La economía social de mercado no implica la
libertad de los empresarios para eliminar la competencia por medio de convenios
del tipo de los carteles; por el contrario implica la obligación de alcanzar el
favor del consumidor por aquello que rinda y realice en competencia con el
concurrente.
El polo opuesto de la libertad económica viene representado por la
consecución de cualquier forma de poderío económico.
Formas principales de poderío económico
Tres son las formas principales en las que
se constituye:
1.- Sobre una base de organización legal,
cuando varias empresas jurídicamente independientes, limitando su propia
independencia, se ligan entre sí o por separado frente a otras mediante
tratados o acuerdos, a fin de eliminar o limitar la competencia por medio de
una regulación de los factores del mercado.
2.- Sobre una base de capital, cuando la
voluntad de una empresa legalmente independiente a causa de un entretejimiento
de intereses o en virtud de determinadas relaciones de propiedad viene influida
por otra empresa de tal modo que ya no
le es posible ni permitido hacer valer plenamente en el mercado su poder de
producción.
3.- Cuando surgen grandes empresas
particulares que, por su fuerte predominio en el mercado, ejercen una
influencia soberana sobre la oferta y la formación de los precios.
El legislador debe imponerse la tarea de
suprimir tales factores de perturbación en el curso del mercado, apelando a
estos procedimientos:
1.- Manteniendo la competencia perfecta en
la medida más amplia posible.
2.- Impidiendo la explotación abusiva de
las posiciones de poder en el mercado, sobre aquellos mercados en que no puede
establecerse competencia perfecta.
3.- Creando con este designio un organismo
estatal que vigile y ponga, si es necesario, bajo su influencia el acontecer
del mercado.
Una constitución así ordenada forma la
pieza política económica equivalente a la democracia en la política. La
política de carteles es el problema central de todo nuestro orden económico.

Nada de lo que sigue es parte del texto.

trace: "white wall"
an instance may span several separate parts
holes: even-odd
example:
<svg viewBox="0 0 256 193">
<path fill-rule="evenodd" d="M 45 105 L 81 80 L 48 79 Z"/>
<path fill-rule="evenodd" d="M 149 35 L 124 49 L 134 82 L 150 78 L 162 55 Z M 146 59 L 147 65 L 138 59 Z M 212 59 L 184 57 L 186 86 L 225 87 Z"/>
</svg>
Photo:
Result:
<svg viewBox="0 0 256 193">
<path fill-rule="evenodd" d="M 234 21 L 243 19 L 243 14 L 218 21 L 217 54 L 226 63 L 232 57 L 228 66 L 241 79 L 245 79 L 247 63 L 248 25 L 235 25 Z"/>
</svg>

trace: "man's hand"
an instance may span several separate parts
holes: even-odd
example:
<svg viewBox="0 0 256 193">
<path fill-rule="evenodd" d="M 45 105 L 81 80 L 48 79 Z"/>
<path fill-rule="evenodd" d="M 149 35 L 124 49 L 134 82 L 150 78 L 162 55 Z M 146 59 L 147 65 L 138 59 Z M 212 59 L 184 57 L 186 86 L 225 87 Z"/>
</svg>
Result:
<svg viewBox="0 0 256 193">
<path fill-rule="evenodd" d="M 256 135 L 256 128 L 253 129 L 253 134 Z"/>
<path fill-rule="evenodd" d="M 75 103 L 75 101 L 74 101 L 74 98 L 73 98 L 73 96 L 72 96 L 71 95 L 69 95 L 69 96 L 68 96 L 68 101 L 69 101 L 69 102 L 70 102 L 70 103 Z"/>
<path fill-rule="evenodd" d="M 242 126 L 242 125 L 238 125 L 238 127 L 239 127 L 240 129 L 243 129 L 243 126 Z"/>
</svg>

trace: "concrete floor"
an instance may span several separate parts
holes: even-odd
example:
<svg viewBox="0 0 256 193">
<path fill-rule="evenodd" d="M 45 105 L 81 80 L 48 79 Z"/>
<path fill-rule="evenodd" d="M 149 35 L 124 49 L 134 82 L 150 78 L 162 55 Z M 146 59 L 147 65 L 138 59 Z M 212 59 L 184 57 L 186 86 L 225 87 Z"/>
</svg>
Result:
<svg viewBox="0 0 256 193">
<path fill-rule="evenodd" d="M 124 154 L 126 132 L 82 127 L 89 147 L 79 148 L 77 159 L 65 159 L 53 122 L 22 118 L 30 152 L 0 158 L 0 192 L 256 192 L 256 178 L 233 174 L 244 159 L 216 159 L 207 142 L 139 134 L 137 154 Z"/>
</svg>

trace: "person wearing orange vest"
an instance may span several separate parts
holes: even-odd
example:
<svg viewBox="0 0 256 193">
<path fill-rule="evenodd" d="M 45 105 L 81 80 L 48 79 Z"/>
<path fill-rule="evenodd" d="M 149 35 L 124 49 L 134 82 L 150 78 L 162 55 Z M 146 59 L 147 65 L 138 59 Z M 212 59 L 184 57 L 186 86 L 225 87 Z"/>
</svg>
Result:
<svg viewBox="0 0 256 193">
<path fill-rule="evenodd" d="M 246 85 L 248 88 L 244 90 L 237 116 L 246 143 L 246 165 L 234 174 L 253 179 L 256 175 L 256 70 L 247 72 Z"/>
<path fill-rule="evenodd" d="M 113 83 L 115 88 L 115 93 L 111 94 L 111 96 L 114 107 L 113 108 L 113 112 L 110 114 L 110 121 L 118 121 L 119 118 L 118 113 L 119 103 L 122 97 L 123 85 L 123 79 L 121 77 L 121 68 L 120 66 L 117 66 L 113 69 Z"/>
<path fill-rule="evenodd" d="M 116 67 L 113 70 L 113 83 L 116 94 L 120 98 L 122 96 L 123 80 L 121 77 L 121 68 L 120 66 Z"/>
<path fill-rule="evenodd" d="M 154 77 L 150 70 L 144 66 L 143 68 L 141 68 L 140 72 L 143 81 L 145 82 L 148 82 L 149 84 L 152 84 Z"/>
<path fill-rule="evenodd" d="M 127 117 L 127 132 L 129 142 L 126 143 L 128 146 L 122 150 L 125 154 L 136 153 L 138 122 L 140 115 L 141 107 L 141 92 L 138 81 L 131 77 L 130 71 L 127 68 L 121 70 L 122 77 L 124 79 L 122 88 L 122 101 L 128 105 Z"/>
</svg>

El modelo ideal de competencia pura carece
de validez absoluta. Por eso, no parte ni mucho menos de la tan criticada idea
de la concurrencia perfecta, sino que reconoce la posible justificación e
incluso necesidad de una intervención.
El único precio de mercado justo y
defendible para la economía nacional no puede calcularse en abstracto, sino que
se desprende de la función niveladora de los precios en un mercado libre. En
cualquier caso, el empresario puede reclamar el reintegro de sus gastos.
La legislación prohibitiva es, según el
autor, consecuente en todos sus aspectos. Ella saca por fin la enseñanza única
posible de las experiencias negativas con cualquier tipo de legislación
encaminada a corregir abusos, pero permite también las excepciones que se
comprueben necesarias para la economía nacional. Erhard no considera que los
carteles incurran en un abuso en sentido criminal o amoral, el abuso se expresa
en la obligatoriedad y rigidez de los precios, es decir, en la supresión de la
función del precio libre.
El empresario libre depende en absoluto del
sistema de economía de mercado. Si el empresario ya no quiere cumplir la tarea
económico-nacional de medir sus fuerzas en el terreno de la libre competencia,
si se impone un orden que ya no exige la fuerza, el ingenio, la actividad y el
instinto creador de la personalidad individual; si el más eficiente ya no puede
vencer ni tiene derecho a vencer al menos eficiente, entonces la libre economía
de empresas ya no podrá subsistir por mucho tiempo.
Se produciría un
aplanamiento general, un abandono de las responsabilidades, y el afán de
seguridad y estabilidad engendraría una mentalidad imposible ya de conciliar
con el auténtico espíritu de empresa.